Men against violence

Men against sexual violence

Men Against Violence Blog

North dakota men against violence

Oregon men against dv

Article about University of Massachusetts  men against violence

NOMAS

 

Men – there is great work being done in your community right now to change the face of what a man is. Go out and do something about the problem.

Did I forget an organziation that you know of?

What else can men do to prevent violence against women?

There are over 100 posts on this blog…stressing healthy relationships, working towards preventing dating violence, and celebrating nonviolent relationships.

But this isn’t just a “this blog” thing. This isn’t just a me thing. This isn’t just a 1 state thing. this isn’t just an American thing. This is a world-wide effort to end all violence against women.

endvawnow.org is striving and working towards ending all violence against women world-wide. This is a United Nations website to end all violence toward female gendered person world-wide, all continents, all countries, all provinces, all cities, all towns, all people!

End Violence Against Women Now was created by the United Nations, a group of 193 countries who have decided that we need more peace and nonviolence in our world. This is the vast majority of the world who wants to end violence towards the women of the world.

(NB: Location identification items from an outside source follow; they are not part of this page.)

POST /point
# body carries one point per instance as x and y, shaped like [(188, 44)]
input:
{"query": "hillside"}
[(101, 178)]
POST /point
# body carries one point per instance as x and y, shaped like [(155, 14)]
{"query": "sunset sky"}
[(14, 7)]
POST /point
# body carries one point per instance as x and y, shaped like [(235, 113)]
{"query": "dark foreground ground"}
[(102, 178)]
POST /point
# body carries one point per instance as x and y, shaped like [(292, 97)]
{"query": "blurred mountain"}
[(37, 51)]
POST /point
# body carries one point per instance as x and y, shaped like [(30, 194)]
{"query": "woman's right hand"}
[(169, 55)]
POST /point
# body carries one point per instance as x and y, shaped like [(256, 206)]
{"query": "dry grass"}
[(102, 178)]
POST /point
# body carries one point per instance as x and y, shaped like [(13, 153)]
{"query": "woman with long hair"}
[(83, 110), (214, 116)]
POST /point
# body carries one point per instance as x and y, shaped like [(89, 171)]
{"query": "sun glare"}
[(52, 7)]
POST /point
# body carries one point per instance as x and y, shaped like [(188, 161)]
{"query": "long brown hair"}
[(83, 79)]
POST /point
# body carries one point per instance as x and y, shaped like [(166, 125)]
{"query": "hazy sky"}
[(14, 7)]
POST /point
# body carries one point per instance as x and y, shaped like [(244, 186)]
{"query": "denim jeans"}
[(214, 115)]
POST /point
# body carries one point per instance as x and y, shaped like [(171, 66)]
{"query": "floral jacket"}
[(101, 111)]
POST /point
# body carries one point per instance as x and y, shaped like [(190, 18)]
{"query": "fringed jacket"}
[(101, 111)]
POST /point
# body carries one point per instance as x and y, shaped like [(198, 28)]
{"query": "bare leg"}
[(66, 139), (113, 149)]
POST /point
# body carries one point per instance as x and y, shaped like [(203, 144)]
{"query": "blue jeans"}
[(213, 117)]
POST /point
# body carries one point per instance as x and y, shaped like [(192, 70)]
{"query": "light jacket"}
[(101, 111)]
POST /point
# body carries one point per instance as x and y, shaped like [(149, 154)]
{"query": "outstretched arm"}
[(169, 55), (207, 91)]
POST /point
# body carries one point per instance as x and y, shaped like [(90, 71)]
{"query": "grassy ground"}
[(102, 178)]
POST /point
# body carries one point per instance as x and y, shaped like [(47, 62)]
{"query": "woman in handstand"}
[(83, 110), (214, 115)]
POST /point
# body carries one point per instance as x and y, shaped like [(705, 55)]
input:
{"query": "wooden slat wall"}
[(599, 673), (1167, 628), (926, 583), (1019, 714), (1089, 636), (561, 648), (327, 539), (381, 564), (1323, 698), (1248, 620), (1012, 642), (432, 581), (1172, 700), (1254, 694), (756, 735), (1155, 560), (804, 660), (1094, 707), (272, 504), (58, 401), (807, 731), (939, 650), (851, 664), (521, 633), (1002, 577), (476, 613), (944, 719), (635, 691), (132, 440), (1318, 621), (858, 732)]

Remember, women make up 54% of our world, that’s more than men by 4% – end when you’re talking billions that 4% is a huge number.

Remember, if it wasn’t for a woman – you wouldn’t be here.

Remember, the woman who is treated bad today will unconsciously teach their children the same and if those children see this bad treatment…they themselves will do it also.

We must end this violence against women NOW!

What are you doing to do this?

Say no to violence!

Just say no….

We’ve heard this before. Just say no to drugs. Just say no to sex. Just say no to pregnancy.

Is it this easy?

Is it this easy to go against the peer pressure of sex and drugs?  Well, we’d love to think so but this is a very hard thing to do.

However, a new site is asking that you: just say no to violence against women. Is this any easier?

Yes!  Yes it is because violence is not just something that affects them, they, or those people. Violence is around us every second of every minute of our lives. Violence against women…doubly so. However, the violence against women is even more insidious than the other “just say no” campaigns. Violence against women is  in the advertisements in magazines, in the Tv shows we watch from age 2-95. Violence against women is  in the movies we watch and the youtube videos that span the net. Violence against women in our homes, our neighborhoods, and even in our own families. This violence is something we see on an everyday basis.

So can we just say no?  Ask your mother, your sister, your grandmother, your aunt, your niece, your girl cousins, your girlfriend, or even the lady that lives down the street. Yes – we can just say no to stopping the violence toward 57% of the population of the world.

http://www.saynotoviolence.org/

This website gives you the opportunity to start a “just say no to violence against women” campaign or start your own “just say no to violence against women” campaign. Either way, we are all working on preventing this epidemic.

We need to just say no to all violence, but especially to the violence toward the people that make other people.